In SAML, the SAML server sends a collection of 'attributes' back to the SAML client. There are some standard SAML attributes that client websites will expect, but the server is free to throw in any other attributes it feels like, and I believe that servers do things like turn every LDAP attribute they get from a LDAP user lookup into a SAML attribute (certainly SimpleSAMLphp does this). As far as I know, any filtering of what SAML attributes are provided by the server to any particular client is a server side feature, and SAML clients don't necessarily have any way of telling the SAML server what attributes they want or don't want.

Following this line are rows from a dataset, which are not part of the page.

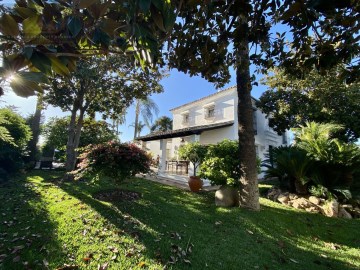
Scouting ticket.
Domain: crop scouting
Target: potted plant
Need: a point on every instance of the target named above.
(221, 168)
(194, 152)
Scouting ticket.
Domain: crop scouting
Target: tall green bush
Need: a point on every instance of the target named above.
(13, 142)
(335, 160)
(317, 158)
(221, 165)
(291, 165)
(113, 159)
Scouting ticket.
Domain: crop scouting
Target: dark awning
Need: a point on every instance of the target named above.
(183, 132)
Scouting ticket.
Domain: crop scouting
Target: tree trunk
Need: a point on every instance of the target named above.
(137, 112)
(70, 145)
(249, 192)
(35, 128)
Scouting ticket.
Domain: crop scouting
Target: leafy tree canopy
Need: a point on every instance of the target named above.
(102, 85)
(43, 37)
(290, 101)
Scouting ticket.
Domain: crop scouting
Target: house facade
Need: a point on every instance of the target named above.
(209, 120)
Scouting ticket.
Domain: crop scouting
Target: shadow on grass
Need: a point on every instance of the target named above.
(275, 238)
(27, 233)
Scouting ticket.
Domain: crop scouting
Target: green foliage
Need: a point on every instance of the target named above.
(291, 165)
(162, 124)
(193, 152)
(290, 101)
(220, 165)
(94, 27)
(16, 127)
(317, 159)
(335, 161)
(12, 147)
(113, 159)
(93, 132)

In OIDC, the equivalent way of returning information is 'claims', which are grouped into 'scopes', along with basic claims that you get without asking for a scope. The expectation in OIDC is that clients that want more than the basic claims will request specific scopes and then get back (only) the claims for those scopes. There are standard scopes with standard claims (not all of which are necessarily returned by any given OIDC server). If you want to add additional information in the form of more claims, I believe that it's generally expected that you'll create one or more custom scopes for those claims and then have your OIDC clients request them (although not all OIDC clients are willing and able to handle custom scopes).
(I think in theory an OIDC server may be free to shove whatever claims it wants to into information for clients regardless of what scopes the client requested, but an OIDC client may ignore any information it didn't request and doesn't understand rather than pass it through to other software.)
The SAML approach is more convenient for server and client administrators who are working within the same organization. The server administrator can add whatever information to SAML responses that's useful and convenient, and SAML clients will generally automatically pick it up and often make it available to other software. The OIDC approach is less convenient, since you need to create one or more additional scopes on the server and define what claims go in them, and then get your OIDC clients to request the new scopes; if an OIDC client doesn't update, it doesn't get the new information. However, the OIDC approach makes it easier for both clients and servers to be more selective and thus potentially for people to control how much information they give to who. An OIDC client can ask for only minimal information by only asking for a basic scope (such as 'email') and then the OIDC server can tell the person exactly what information they're approving being passed to the client, without the OIDC server administrators having to get involved to add client-specific attribute filtering.
(In practice, OIDC probably also encourages giving less information to even trusted clients in general since you have to go through these extra steps, so you're less likely to do things like expose all LDAP information as OIDC claims in some new 'our-ldap' scope or the like.)
My guess is that OIDC was deliberately designed this way partly in order to make it better for use with third party clients. Within an organization, SAML's broad sharing of information may make sense, but it makes much less sense in a cross-organization context, where you may be using OIDC-based 'sign in with <large provider>' on some unrelated website. In that sort of case, you certainly don't want that website to get every scrap of information that the large provider has on you, but instead only ask for (and get) what it needs, and for it to not get much by default.